The possibilities for 3D printing are endless — from instruments and toys to robots and mechanical parts, there’s almost no limit to what a 3D printer can create.
And now, designers and fashion enthusiasts are jumping on the bandwagon. While fashion designers have been using 3D-printed materials since 2010, their range has been limited until recently.
“3D printed pieces are restricted to the materials that a machine can print with, and with this in mind, designers are often visually restricted in terms of what can be made,” said Faith Robinson, content curator for global 3D technology showcase 3D Printshow. “With the recent introduction of multi-material, multi-colour printing (at a more accessible price point), trends within 3D-printed fashion are moving away from the rigid, white 3D-printed nylon structures and towards pieces that look more ‘real.’
Some designers, like Australia-based XYZ Workshop, are even making their designs available for download, which means anyone with a 3D printer can customise and create their own clothing. With 3D printers becoming more prevalent and affordable, it’s truly the next frontier in fashion.
“Accompanied by 3D scanning technology, 3D printing can allow for the most incredible levels of personalisation in fashion,” Robinson said. “It’s a new understanding of accessible haute couture.”
Dutch designer Iris Van Herpen was one of the first to use 3D-printing techniques in fashion, starting in 2010 with her 'Crystallization Collection.' In January 2013, she debuted this intricate, lace-like dress that was created with a laser printing technique by Belgian company Materialise.
Van Herpen and Materialise collaborated again in March 2014, creating this 3D-printed dress that was coated in silicon for a glossy sheen.
In 2013, 3D-printing company Shapeways and architect Francis Bitonti debuted this amazing gown, modelled by burlesque star Dita Von Teese. The gown is made up of 17 pieces of flexible mesh with nearly 3,000 articulated joints and decorated with more than 12,000 Swarovski crystals.
Earlier this year, Francis Bitonti collaborated with design students to create his second 3D-printed dress, which he called the 'Bristle Dress.' It was made using clear, flexible PLA filaments, and the design has been made open-source, meaning that anyone with a MakerBot printer can download the plan and customise it themselves.
Australia-based XYZ Workshop created the InBloom Dress, which is made of 191 lace-like panels of flexible PLA filament. It took nearly 450 hours to print, and the design can be downloaded for free online. The InBloom Dress will be appearing in a documentary airing on the Discovery Channel later in 2014.

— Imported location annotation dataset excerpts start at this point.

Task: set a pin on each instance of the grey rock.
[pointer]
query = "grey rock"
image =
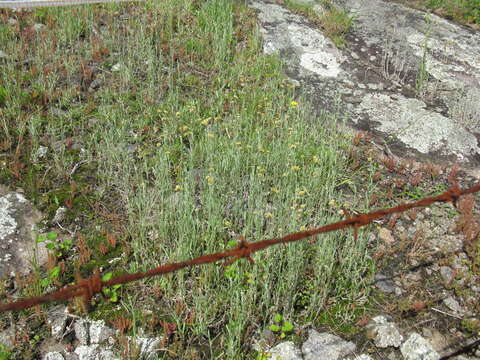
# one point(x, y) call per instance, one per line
point(283, 31)
point(384, 284)
point(285, 351)
point(148, 347)
point(408, 118)
point(326, 346)
point(394, 39)
point(447, 274)
point(417, 348)
point(17, 240)
point(54, 355)
point(384, 333)
point(438, 341)
point(100, 333)
point(94, 352)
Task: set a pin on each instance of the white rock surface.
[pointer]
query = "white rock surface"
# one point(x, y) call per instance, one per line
point(94, 352)
point(285, 351)
point(326, 346)
point(417, 348)
point(384, 332)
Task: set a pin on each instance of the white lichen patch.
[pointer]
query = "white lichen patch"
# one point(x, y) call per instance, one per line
point(423, 130)
point(8, 225)
point(282, 30)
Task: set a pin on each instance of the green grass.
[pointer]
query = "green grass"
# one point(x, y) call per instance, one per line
point(193, 139)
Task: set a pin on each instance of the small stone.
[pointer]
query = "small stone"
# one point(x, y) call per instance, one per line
point(384, 333)
point(99, 332)
point(54, 355)
point(326, 346)
point(386, 236)
point(417, 348)
point(453, 305)
point(447, 274)
point(435, 338)
point(384, 284)
point(285, 351)
point(57, 319)
point(81, 327)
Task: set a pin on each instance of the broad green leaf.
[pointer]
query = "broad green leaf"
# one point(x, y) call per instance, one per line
point(287, 326)
point(54, 272)
point(52, 236)
point(277, 318)
point(274, 328)
point(41, 238)
point(107, 276)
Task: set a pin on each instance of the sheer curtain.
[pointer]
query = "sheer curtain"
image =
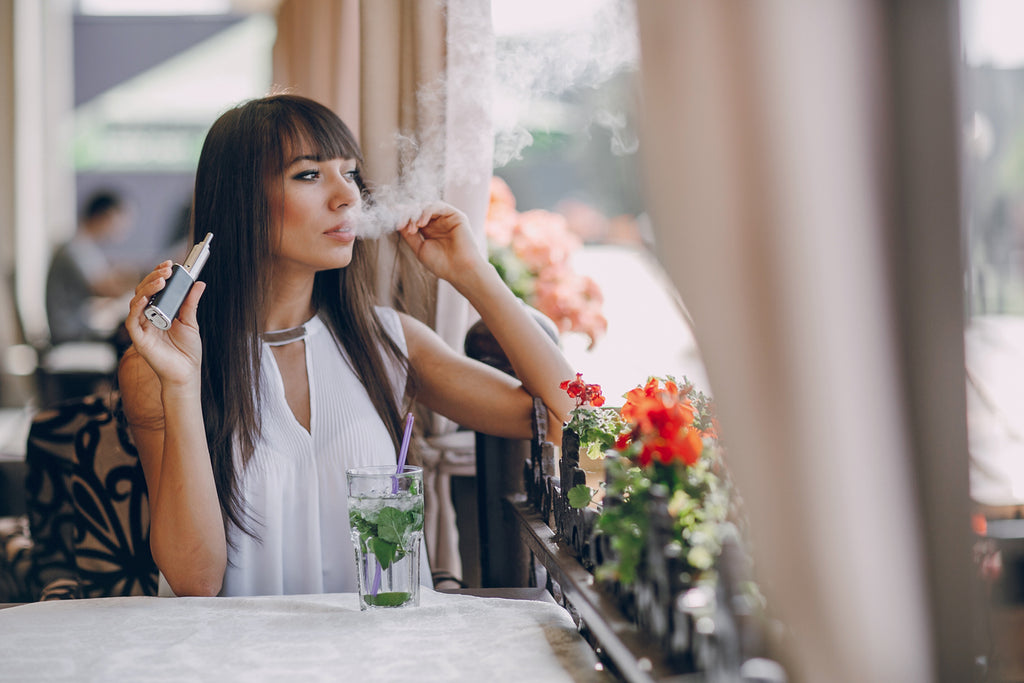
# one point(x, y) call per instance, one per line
point(802, 171)
point(421, 70)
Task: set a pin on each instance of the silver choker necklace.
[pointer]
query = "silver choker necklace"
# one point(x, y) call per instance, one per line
point(282, 337)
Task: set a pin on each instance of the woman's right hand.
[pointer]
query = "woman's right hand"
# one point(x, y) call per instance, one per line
point(174, 354)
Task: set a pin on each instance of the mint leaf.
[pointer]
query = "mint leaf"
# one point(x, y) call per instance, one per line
point(580, 496)
point(384, 551)
point(391, 524)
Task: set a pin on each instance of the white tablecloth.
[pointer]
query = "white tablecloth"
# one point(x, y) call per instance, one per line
point(298, 638)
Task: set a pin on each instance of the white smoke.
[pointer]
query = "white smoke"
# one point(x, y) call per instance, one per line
point(593, 42)
point(492, 105)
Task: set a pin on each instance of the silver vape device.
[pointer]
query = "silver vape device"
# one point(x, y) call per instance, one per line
point(164, 305)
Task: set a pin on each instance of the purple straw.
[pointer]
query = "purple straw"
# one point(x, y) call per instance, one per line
point(402, 453)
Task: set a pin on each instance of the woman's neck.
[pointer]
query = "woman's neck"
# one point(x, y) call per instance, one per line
point(289, 304)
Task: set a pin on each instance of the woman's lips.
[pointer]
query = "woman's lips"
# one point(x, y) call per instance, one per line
point(341, 233)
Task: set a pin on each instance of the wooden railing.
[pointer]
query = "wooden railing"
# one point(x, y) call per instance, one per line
point(656, 630)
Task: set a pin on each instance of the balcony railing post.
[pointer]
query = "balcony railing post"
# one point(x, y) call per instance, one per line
point(500, 473)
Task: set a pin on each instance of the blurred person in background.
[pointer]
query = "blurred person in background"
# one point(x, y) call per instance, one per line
point(80, 272)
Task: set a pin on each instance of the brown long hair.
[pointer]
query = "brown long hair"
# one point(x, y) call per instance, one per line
point(245, 152)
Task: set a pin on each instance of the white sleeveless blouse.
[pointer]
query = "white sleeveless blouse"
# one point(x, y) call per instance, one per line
point(295, 485)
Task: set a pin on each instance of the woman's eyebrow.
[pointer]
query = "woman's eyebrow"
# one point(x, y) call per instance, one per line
point(305, 158)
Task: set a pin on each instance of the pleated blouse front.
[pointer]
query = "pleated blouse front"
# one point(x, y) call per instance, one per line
point(294, 484)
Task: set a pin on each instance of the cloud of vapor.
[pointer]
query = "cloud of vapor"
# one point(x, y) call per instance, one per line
point(534, 70)
point(511, 84)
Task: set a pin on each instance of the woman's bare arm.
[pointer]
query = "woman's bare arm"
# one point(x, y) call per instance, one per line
point(186, 529)
point(441, 240)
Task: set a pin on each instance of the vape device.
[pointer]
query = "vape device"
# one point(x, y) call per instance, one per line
point(164, 305)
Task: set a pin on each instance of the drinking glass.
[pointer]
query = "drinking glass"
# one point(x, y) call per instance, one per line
point(385, 513)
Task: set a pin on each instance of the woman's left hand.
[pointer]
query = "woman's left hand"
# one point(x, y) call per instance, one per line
point(441, 239)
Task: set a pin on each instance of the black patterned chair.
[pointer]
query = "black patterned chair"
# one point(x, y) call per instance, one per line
point(87, 504)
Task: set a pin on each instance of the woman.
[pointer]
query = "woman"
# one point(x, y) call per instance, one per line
point(249, 409)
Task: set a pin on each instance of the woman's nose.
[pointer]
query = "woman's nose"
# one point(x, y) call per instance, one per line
point(346, 193)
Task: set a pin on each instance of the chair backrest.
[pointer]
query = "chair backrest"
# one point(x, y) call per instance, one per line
point(87, 502)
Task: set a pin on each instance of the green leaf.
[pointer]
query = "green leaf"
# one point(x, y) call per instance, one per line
point(384, 551)
point(580, 496)
point(391, 524)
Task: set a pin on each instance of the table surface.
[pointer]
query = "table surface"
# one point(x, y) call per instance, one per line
point(450, 637)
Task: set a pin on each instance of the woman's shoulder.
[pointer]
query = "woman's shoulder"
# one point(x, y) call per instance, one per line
point(391, 321)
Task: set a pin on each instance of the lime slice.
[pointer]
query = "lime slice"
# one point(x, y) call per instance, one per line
point(395, 599)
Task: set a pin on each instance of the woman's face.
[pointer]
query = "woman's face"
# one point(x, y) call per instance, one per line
point(318, 203)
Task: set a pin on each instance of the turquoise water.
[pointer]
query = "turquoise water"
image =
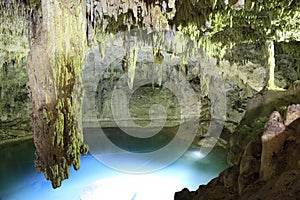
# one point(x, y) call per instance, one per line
point(19, 180)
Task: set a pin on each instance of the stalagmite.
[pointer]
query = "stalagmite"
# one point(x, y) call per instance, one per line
point(55, 87)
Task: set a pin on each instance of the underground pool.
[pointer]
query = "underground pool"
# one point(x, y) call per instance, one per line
point(95, 180)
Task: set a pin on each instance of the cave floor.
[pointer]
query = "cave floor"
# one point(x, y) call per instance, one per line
point(95, 180)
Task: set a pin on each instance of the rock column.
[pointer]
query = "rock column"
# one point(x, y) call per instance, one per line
point(55, 86)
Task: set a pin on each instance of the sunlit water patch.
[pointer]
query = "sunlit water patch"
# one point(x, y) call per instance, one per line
point(19, 180)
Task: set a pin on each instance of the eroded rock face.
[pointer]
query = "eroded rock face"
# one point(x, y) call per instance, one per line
point(55, 86)
point(269, 167)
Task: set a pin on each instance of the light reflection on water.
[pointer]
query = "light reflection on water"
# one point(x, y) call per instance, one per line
point(19, 180)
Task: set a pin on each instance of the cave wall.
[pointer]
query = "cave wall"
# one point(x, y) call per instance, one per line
point(14, 102)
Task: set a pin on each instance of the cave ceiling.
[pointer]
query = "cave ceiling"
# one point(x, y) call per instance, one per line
point(215, 25)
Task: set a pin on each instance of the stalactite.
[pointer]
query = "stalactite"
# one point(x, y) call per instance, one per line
point(270, 63)
point(130, 62)
point(55, 86)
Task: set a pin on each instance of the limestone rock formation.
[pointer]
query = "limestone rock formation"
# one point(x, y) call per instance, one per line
point(55, 85)
point(268, 169)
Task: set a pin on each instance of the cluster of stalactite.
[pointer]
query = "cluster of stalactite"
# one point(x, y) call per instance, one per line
point(55, 85)
point(149, 14)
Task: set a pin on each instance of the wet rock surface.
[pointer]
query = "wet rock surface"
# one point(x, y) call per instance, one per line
point(264, 171)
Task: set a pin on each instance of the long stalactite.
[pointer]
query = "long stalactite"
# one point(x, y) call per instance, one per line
point(55, 85)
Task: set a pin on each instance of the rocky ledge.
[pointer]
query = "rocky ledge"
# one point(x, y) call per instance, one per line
point(268, 169)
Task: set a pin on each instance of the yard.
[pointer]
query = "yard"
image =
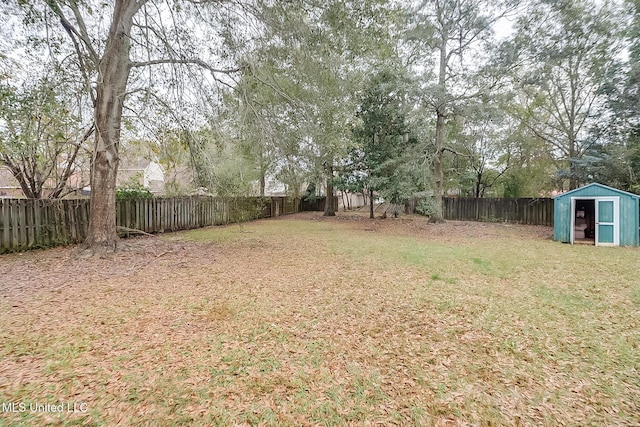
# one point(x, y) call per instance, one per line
point(304, 320)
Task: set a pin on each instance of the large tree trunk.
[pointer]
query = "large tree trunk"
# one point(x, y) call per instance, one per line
point(328, 206)
point(114, 69)
point(438, 172)
point(371, 216)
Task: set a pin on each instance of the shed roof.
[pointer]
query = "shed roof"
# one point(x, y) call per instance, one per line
point(595, 184)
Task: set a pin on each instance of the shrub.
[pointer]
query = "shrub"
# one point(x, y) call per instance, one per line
point(133, 191)
point(426, 207)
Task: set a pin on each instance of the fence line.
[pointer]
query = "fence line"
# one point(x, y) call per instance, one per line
point(533, 211)
point(28, 223)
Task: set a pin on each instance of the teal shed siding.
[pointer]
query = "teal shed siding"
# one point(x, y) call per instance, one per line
point(629, 212)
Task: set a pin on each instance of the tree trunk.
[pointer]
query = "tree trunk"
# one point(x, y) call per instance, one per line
point(262, 183)
point(113, 70)
point(371, 216)
point(328, 206)
point(438, 172)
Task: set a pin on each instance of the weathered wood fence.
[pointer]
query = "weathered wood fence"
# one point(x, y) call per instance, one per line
point(27, 224)
point(538, 211)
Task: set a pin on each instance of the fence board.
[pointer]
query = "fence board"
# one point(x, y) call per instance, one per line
point(27, 224)
point(533, 211)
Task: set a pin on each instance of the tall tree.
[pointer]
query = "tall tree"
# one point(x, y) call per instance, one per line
point(454, 35)
point(384, 152)
point(139, 34)
point(564, 50)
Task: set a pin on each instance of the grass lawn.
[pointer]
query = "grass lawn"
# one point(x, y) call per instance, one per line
point(310, 321)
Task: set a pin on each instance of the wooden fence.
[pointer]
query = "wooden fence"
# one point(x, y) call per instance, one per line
point(521, 211)
point(27, 223)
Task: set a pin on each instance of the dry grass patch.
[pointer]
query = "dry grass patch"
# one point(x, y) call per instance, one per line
point(312, 321)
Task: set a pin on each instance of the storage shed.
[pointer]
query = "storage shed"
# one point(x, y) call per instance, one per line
point(598, 215)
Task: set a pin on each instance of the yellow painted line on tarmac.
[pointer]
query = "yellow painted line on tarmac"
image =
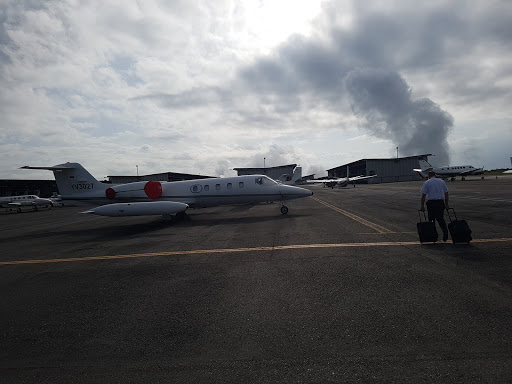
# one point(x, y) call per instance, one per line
point(482, 199)
point(374, 226)
point(241, 250)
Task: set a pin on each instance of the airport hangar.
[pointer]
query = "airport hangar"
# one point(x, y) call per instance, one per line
point(387, 170)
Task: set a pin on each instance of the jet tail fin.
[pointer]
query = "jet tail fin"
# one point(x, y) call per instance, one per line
point(73, 179)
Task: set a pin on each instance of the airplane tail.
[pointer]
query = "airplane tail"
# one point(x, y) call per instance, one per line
point(286, 179)
point(73, 179)
point(297, 174)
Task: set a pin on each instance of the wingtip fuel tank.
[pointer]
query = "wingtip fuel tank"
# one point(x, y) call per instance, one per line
point(139, 209)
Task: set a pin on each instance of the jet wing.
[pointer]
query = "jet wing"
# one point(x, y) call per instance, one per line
point(54, 168)
point(145, 208)
point(356, 178)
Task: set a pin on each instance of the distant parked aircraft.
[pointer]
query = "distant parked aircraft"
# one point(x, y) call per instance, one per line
point(166, 198)
point(25, 201)
point(448, 171)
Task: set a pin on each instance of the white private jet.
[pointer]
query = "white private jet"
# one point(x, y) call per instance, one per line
point(25, 201)
point(448, 171)
point(166, 198)
point(339, 182)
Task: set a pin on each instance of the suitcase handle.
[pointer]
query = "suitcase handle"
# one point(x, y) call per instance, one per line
point(454, 214)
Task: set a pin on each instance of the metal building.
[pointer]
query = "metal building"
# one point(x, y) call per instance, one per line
point(272, 172)
point(387, 170)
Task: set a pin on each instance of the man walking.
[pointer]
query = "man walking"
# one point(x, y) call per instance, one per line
point(435, 191)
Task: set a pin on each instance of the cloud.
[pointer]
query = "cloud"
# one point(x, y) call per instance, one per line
point(384, 100)
point(96, 81)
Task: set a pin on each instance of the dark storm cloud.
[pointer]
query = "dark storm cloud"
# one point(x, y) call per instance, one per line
point(392, 41)
point(384, 100)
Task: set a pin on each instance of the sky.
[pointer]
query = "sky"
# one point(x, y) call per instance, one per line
point(203, 87)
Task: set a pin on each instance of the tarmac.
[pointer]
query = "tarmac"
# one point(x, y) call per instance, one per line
point(338, 290)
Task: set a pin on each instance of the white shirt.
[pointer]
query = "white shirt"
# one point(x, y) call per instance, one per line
point(434, 189)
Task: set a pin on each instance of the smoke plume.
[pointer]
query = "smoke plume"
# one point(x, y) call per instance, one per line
point(384, 100)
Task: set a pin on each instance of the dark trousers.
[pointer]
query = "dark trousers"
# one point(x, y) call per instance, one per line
point(435, 209)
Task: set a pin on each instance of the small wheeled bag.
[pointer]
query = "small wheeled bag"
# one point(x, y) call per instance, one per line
point(426, 230)
point(459, 229)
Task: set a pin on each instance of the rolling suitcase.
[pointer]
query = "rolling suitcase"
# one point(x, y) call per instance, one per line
point(459, 229)
point(426, 230)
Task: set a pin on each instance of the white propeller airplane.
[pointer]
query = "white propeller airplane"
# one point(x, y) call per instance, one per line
point(166, 198)
point(448, 171)
point(25, 201)
point(339, 182)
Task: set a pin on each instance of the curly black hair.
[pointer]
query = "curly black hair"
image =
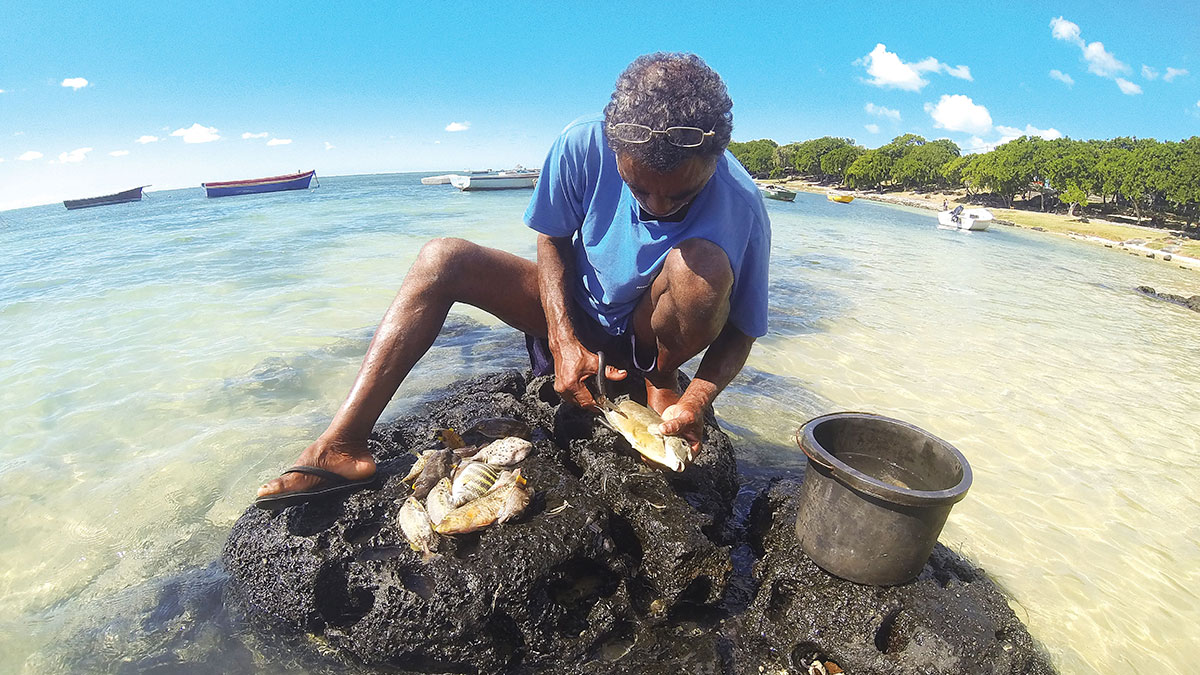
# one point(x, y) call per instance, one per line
point(665, 89)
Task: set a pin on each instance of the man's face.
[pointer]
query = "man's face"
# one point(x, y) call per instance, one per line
point(663, 195)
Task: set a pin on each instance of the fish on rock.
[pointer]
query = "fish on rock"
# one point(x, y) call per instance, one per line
point(473, 481)
point(439, 502)
point(437, 466)
point(414, 521)
point(499, 428)
point(505, 452)
point(418, 466)
point(505, 501)
point(642, 428)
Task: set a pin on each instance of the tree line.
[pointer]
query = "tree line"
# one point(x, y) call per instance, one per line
point(1147, 177)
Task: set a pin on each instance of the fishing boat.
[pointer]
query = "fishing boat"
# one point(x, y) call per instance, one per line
point(964, 219)
point(444, 179)
point(132, 195)
point(513, 179)
point(777, 192)
point(256, 185)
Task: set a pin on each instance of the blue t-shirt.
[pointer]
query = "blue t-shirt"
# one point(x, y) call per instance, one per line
point(618, 255)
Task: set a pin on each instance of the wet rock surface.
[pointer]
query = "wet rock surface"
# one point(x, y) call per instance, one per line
point(1192, 303)
point(616, 567)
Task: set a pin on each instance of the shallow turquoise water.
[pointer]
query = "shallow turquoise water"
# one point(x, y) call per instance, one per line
point(159, 360)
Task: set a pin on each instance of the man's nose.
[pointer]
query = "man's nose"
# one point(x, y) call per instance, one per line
point(660, 205)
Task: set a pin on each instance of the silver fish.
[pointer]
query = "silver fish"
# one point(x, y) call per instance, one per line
point(505, 452)
point(473, 481)
point(439, 502)
point(642, 428)
point(507, 501)
point(414, 521)
point(415, 470)
point(437, 466)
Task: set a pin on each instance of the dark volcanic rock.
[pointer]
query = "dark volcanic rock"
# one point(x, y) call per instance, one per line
point(613, 568)
point(951, 620)
point(606, 543)
point(1192, 303)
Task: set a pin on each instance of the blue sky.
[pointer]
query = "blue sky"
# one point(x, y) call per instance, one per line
point(99, 97)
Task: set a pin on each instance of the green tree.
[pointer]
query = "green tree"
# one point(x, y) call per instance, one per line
point(837, 162)
point(757, 156)
point(869, 171)
point(921, 166)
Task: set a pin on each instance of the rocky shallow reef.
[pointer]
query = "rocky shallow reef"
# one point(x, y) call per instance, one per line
point(615, 567)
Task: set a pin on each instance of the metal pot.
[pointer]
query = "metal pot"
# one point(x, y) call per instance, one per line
point(875, 496)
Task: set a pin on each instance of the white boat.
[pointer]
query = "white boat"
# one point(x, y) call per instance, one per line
point(511, 179)
point(444, 179)
point(965, 219)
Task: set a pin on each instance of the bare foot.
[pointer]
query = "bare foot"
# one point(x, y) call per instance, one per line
point(347, 459)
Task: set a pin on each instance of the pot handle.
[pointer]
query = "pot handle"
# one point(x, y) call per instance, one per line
point(814, 459)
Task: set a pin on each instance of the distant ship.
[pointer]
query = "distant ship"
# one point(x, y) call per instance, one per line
point(256, 185)
point(132, 195)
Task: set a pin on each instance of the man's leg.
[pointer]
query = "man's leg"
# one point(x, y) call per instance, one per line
point(682, 314)
point(445, 272)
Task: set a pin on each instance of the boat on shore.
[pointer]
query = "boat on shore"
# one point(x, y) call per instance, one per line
point(131, 195)
point(513, 179)
point(256, 185)
point(965, 219)
point(777, 192)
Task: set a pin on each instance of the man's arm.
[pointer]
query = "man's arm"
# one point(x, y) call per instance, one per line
point(720, 364)
point(574, 365)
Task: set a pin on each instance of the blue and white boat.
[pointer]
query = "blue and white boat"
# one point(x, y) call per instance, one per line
point(256, 185)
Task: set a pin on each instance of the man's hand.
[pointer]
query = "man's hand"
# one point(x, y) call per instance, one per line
point(687, 420)
point(574, 366)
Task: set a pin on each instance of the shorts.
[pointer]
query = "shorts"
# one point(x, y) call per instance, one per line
point(619, 351)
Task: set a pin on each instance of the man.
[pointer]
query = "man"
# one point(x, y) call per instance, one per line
point(653, 246)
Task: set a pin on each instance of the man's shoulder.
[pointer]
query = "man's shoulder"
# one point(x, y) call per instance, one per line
point(738, 189)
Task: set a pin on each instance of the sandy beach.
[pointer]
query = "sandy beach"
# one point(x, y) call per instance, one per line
point(1131, 239)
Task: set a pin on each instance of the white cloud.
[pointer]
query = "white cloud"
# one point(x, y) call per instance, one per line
point(197, 133)
point(77, 155)
point(871, 108)
point(1099, 60)
point(960, 72)
point(888, 70)
point(959, 113)
point(1127, 87)
point(1171, 73)
point(1062, 77)
point(1065, 30)
point(1011, 132)
point(1103, 63)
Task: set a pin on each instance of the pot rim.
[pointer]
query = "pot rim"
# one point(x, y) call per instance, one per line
point(856, 479)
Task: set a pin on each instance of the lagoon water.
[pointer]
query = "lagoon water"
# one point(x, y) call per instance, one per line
point(159, 360)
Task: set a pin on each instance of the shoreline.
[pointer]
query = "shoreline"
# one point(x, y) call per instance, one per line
point(1032, 220)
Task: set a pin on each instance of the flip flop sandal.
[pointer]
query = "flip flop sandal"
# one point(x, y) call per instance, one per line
point(330, 484)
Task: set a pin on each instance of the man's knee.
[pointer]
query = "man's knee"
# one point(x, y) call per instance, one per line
point(700, 272)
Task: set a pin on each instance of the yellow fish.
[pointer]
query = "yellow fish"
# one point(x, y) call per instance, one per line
point(507, 500)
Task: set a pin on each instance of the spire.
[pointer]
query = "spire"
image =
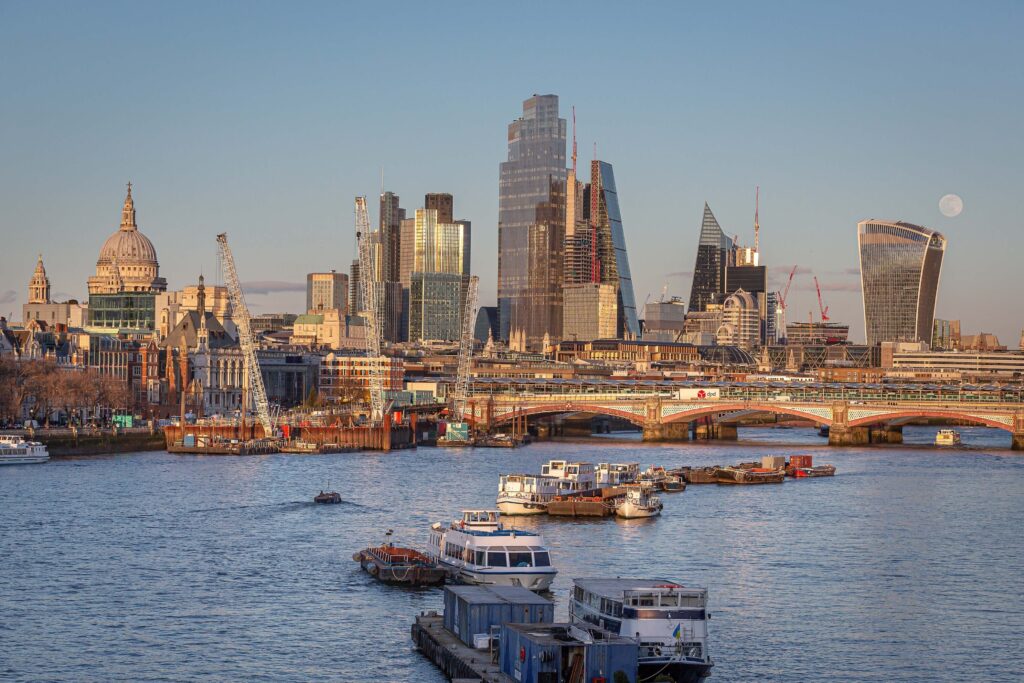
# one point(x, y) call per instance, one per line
point(128, 212)
point(757, 225)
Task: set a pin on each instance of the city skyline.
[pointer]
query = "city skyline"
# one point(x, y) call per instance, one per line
point(820, 172)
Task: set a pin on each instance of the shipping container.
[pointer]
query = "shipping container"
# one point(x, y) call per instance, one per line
point(534, 653)
point(471, 610)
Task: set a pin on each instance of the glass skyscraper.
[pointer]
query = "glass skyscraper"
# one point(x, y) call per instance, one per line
point(899, 278)
point(531, 223)
point(713, 256)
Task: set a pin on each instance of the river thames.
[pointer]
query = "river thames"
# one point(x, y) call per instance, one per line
point(904, 566)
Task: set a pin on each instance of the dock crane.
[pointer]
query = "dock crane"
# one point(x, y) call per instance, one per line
point(241, 313)
point(368, 278)
point(461, 394)
point(781, 303)
point(821, 307)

XYZ Workshop has branched out into accessories, too, creating these women's clutches that can be downloaded and printed at home. 'Being able to empower someone to make and fully customise their printable fashion is a compelling and personal way of self-expression through fashion,' Kae Woei Lim of XYZ Workshop told Business Insider.
They have also created this flexible watch, which can be printed in two separate parts -- the band and the face -- and super-glued together.
For a more high-fashion look, Gabriella Ligenza designed a collection of 3D-printed hats. 'Working with such a cutting edge technique as 3D printing has allowed me to create what was previously impossible with traditional millinery,' Ligenza told the magazine Dezeen.
Some designers, like Pringle of Scotland, have incorporated 3D-printed elements into already-existing designs. This top includes laser-sintered nylon parts that were woven into knit material.
But the 3D-printing trend has extended even beyond high-end fashion. In 2013, Victoria's Secret angel Lindsay Ellingson wore a pair of wings that were created by a Shapeways printer. The wings were printed with layers of nylon plastic and adorned with Swarovski crystals.
Lady Gaga has also been spotted in 3D-printed clothes, including this Parametric Sculpture Dress by Studio XO. The dress was printed with Materialise's Mammoth stereolithography machines, the largest 3D printers in the world.